- The Washington Times - Friday, January 9, 2009

Cutting payroll taxes to quickly put money into the pockets of low- to middle-income workers — an option being considered for Congress’ economic recovery package — could weaken the already-stressed Social Security safety net financed by the weekly taxes on salaries.

Social Security’s defenders say a payroll tax cut would drain needed funds from the already weak retirement system — a squeeze that is made worse by the economic recession and millions of baby boomers who will soon be retiring.

Details of the stimulus package are still being worked out between President-elect Barack Obama and congressional leaders, but Capitol Hill aides familiar with the negotiations say lawmakers from both parties have put a temporary reduction in the payroll tax on the table. Another method under discussion is to lower withholding levels for income taxes.

“The payroll tax is an easy method to distribute tax cuts and it’s well targeted at low-income people,” said Maya MacGuiness, president of the Committee for a Responsible Budget. “But on the other side, the payroll tax is a dedicated tax, with most of it going to Social Security, and any tax cut diminishes the money that goes into that system, leaving it weaker than it already is.”

On Thursday, a day after Mr. Obama vowed to tackle the long-term viability of Social Security and Medicare, an Obama transition official shot down the idea that a payroll tax cut will be used to give about $500 to individuals and $1,000 to families with incomes of less than $200,000 a year.

“It is an income tax cut,” the official said.

The transition, however, has said it wants the rebate on weekly paychecks and to include workers who do not make enough money to pay year-end federal income taxes, which would point to the payroll.

The president-elect wants to avoid handing out the tax cut in a lump-sum payment that people likely would save or use to pay down debt rather than pump into the economy. This happened to much of the $152 billion stimulus rebate paid out early last year, so Mr. Obama instead wants to distribute rebates in the form of reduced payroll taxes to make successive paychecks fatter.

At least 53 House Republicans already are calling for a two-month holiday from the personal income tax and FICA (Social Security) tax at an estimated cost of $350 billion, a concept supported by supply-side Republicans.

“Cutting the payroll tax is a great idea.
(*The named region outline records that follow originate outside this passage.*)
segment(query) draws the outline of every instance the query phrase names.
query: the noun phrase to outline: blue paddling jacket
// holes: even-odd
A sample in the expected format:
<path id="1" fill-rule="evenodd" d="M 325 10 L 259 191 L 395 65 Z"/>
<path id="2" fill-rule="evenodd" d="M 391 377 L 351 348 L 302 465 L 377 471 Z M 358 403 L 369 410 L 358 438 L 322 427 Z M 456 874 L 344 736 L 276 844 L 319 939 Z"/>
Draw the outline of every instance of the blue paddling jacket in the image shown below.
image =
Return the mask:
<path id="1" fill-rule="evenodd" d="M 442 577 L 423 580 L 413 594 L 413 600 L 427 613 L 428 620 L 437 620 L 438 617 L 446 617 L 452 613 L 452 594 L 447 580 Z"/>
It not only puts money back in people’s pockets — particularly for working- and middle-class Americans — but it reduces labor costs for employers because they pay half of the tax,” said economic strategist Cesar Conda, who was Vice President Dick Cheney’s chief domestic policy adviser.

“I think most supply-siders would be supportive. It’s clearly the best pro-growth tax cut that we could ever hope from an Obama administration,” Mr. Conda said.

Several economic analysts with close ties to some of Mr. Obama’s advisers and top officials at AARP said their understanding of the range of options being considered would not endanger Social Security’s finances.

One AARP official said that a reduction in the amount withheld from worker paychecks could be designed as a credit that would not reduce the payroll taxes that are credited to the system’s trust funds or the amount that would be credited to each worker’s future retirement checks.

“Depending on where you are on the income scale, it may be the only tax you are paying if you are below the income tax threshhold,” said David Certner, legislative policy director for the AARP.

“As a stimulus, those people on the lower end of the income scale tend to spend most or all of their income, so any additional money in their paychecks is much more likely to go into spending. So that makes more sense in terms of economic stimulus,” Mr. Certner said. “We don’t want to reduce revenue to the trust fund, but we want to see that people who are working get proper credit for their contributions to Social Security.”